Every last character in The Big Lebowski has some idiosyncratic streak to them. As the story gets wider and wider and The Dude finds himself confronting stranger and stranger characters, from a feminist painter who works in the scud to German electronic music pioneers turned violent, ferret-wielding gangsters, the film just gets relentlessly engaging, an effect that lasts for a good while after the film has ended. This is why it has acquired a cult status that many directors only see in their dreams. At times, it is a difficult plot to follow, but how little that matters compared to the creativity and shadowy sense of humour it revels in. The Dude himself is one of my favourite characters in all of the cinema I've seen. He has achieved what most yearn for. He is unemployed, lazy, and he spends his time getting drunk on White Russians and competing in ten-pin bowling championships. He didn't ask for any of this trouble. He's a pacifist, and just wants the whole complicated story finished so he can return to getting drunk and bowling. He's just so damn cool. You know it from the moment he walks into a meeting with The Big Jeffrey Lebowski, capitalism himself, in sunglasses and shorts. He can pull off a cardigan so well that it's become an icon of easy living rather than a symbol of the elderly.

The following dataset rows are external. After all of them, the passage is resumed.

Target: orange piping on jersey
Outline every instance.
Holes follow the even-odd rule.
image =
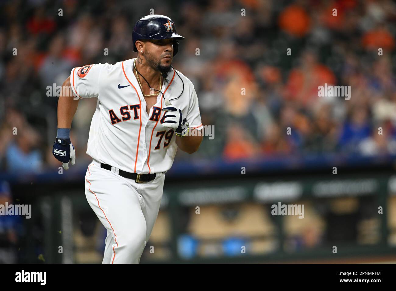
[[[168,89],[168,88],[169,86],[171,86],[171,84],[172,84],[172,82],[173,82],[173,79],[175,78],[175,70],[173,70],[173,75],[172,77],[172,80],[171,80],[171,82],[169,82],[169,85],[168,86],[166,87],[166,89],[165,89],[165,91],[164,91],[164,94],[165,95],[165,92],[166,92],[166,90]],[[161,109],[162,110],[162,99],[164,99],[164,97],[161,97]],[[154,129],[155,129],[155,127],[157,126],[157,124],[158,123],[158,121],[160,119],[161,119],[161,113],[162,111],[160,111],[160,116],[158,116],[158,120],[157,120],[157,122],[155,123],[155,125],[154,126],[154,127],[152,128],[152,130],[151,131],[151,137],[150,139],[150,145],[148,146],[148,156],[147,157],[147,166],[148,167],[148,173],[150,173],[151,172],[151,169],[150,169],[150,166],[148,165],[148,161],[150,160],[150,152],[151,152],[151,140],[152,139],[152,134],[154,132]]]
[[[80,67],[81,68],[81,67]],[[74,88],[74,91],[76,91],[76,94],[77,95],[77,97],[78,98],[79,98],[80,99],[82,99],[82,98],[81,97],[80,97],[79,96],[78,96],[78,94],[77,94],[77,90],[76,89],[76,87],[75,87],[74,86],[74,71],[76,70],[76,68],[77,68],[76,67],[76,68],[74,68],[74,69],[73,70],[73,87]],[[63,89],[62,89],[62,90],[63,90]]]
[[[191,128],[192,129],[195,129],[196,128],[198,128],[199,127],[200,127],[202,126],[202,124],[201,123],[198,126],[196,126],[195,127],[191,127]]]
[[[89,167],[91,167],[91,166],[93,165],[93,164],[91,164],[91,165],[89,165],[89,166],[88,167],[88,172],[89,173],[89,175],[85,177],[85,180],[87,182],[89,183],[89,186],[88,186],[88,190],[91,192],[91,193],[95,196],[95,198],[96,198],[96,200],[98,202],[98,206],[99,207],[99,208],[100,208],[100,210],[102,211],[102,212],[103,212],[103,215],[105,215],[105,218],[106,218],[106,220],[107,221],[107,222],[109,223],[109,224],[110,224],[110,227],[111,227],[111,229],[113,230],[113,233],[114,234],[114,235],[115,236],[114,240],[116,241],[116,243],[117,244],[117,246],[118,247],[118,243],[117,242],[117,235],[116,234],[116,233],[114,232],[114,228],[113,228],[113,227],[111,226],[111,224],[110,223],[110,222],[109,221],[109,219],[107,219],[107,217],[106,216],[106,214],[105,213],[105,211],[103,211],[103,209],[102,209],[102,207],[100,207],[100,205],[99,204],[99,200],[98,199],[97,196],[96,196],[96,194],[95,194],[95,192],[91,190],[91,188],[90,188],[91,187],[91,182],[88,181],[88,179],[87,179],[88,177],[91,175],[91,172],[89,171]],[[114,257],[113,257],[113,259],[111,261],[112,264],[113,264],[114,263],[114,259],[116,258],[116,251],[114,250],[114,248],[115,247],[115,246],[113,247],[113,252],[114,253]]]
[[[131,84],[131,86],[133,87],[133,89],[135,89],[135,91],[136,92],[136,95],[137,95],[137,98],[139,99],[139,110],[140,111],[140,114],[139,116],[139,119],[140,120],[140,127],[139,127],[139,134],[137,136],[137,146],[136,147],[136,157],[135,158],[135,171],[134,171],[135,173],[136,172],[136,163],[137,162],[137,154],[139,152],[139,142],[140,141],[140,131],[142,129],[142,103],[140,101],[140,97],[139,97],[139,93],[137,93],[137,90],[136,90],[136,88],[135,87],[135,86],[132,85],[132,83],[129,80],[129,79],[127,77],[126,74],[125,73],[125,70],[124,70],[124,62],[122,62],[122,71],[124,72],[124,75],[125,76],[125,78],[126,78],[127,80],[128,80],[128,82],[129,84]],[[133,70],[133,69],[132,69]],[[162,102],[162,101],[161,101]]]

The soundtrack has rarely been bettered, too. It's something I don't usually pick up on when I'm watching a film, but I do remember Robert Zemeckis' Flight, despite being quite an enjoyable film overall, failed quite badly soundtrack-wise. It was strewn with cliches I didn't even realise were cliches, like Under The Bridge accompanying a drugs scene and Bill Withers' Ain't No Sunshine running under a scene in which the main character pours all his alcohol down the sink. The Big Lebowski is quite the opposite, using its songs to brilliant effect. The Gipsy Kings' superb cover of Hotel California makes an appearance, as does Kenny Roger's I Just Dropped In (To See What Condition My Condition Was In), which plays during one of the film's dream sequences. It is these dream sequences that really make the film for me. I've never witnessed a more spectacular or accurate depiction of what happens inside your head. The Dude flies, wide eyed, over Los Angeles on his lovely rug and through the legs of bowling pin-headed showgirls, with trippy images vaguely connected to his worldly obsessions. They are a few minutes of cinematic wonder.
It is this spectacular weirdness that makes this one of my favourite comedies and one of my favourite films. Nothing is expected, with the film spiralling through kidnap, conspiracy, death both deliberate and accidental, sex and contemporary dance. This is story writing at its most inspired.